Normalmente, eu primeiro verifico o contrato e para quem o dinheiro está sendo emprestado: alguns dividem seu dinheiro em várias partes, e se o protocolo subjacente tiver algum problema, uma cadeia de consequências se inicia;
outros na verdade têm contrapartes que são apenas algum pool de market making/empréstimo, com a aparência de “reinvestimento automático”, na verdade apostando que os outros não vão fugir primeiro.
Por mais bonito que seja o número do APY, não consegue esconder um contrato que não tenha uma permissão clara ou um ponto de atualização bem definido.
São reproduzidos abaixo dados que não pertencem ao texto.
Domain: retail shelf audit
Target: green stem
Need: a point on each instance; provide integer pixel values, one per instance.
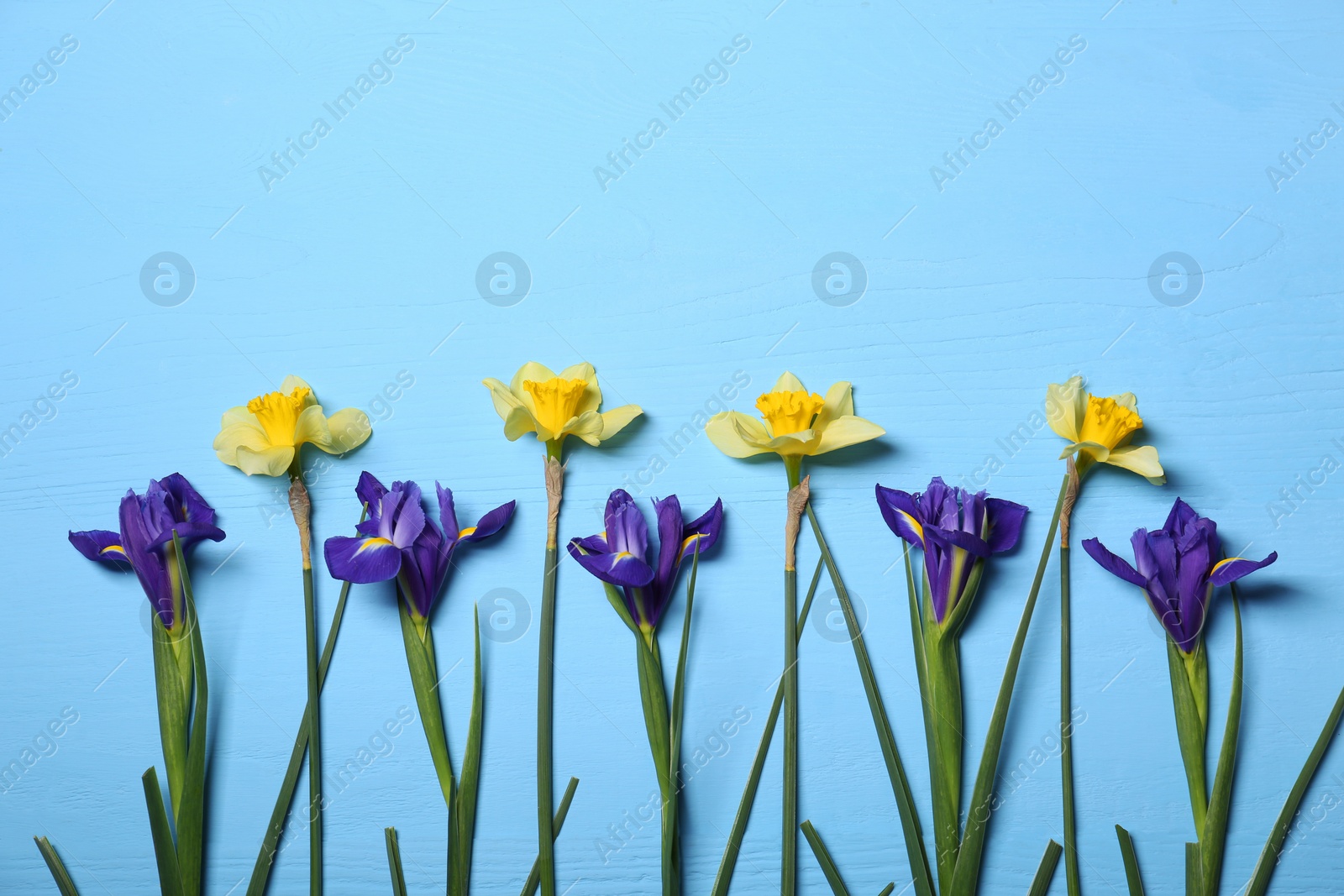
(535, 875)
(544, 701)
(1066, 728)
(739, 822)
(944, 678)
(315, 741)
(790, 842)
Recentemente, memes e celebridades chamando atenção voltaram a atrair o foco, e vejo que os veteranos aconselhando os novatos a não pegarem a última rodada não é mentira, produtos de rendimento também são assim: na alta, todo mundo acha que é “seguro”, na baixa, só aí percebe-se que a porta é uma única.
De qualquer forma, na minha própria rotina, escrevi: para quem não entende o caminho do capital ou não conhece as condições de liquidação/pause, simplesmente riscar.

Meu colega também disse há dois dias: “Por que você fica sempre de olho no risco”, e eu também não tenho como explicar, se a velocidade não ajuda, só posso viver pelas regras, por enquanto é isso.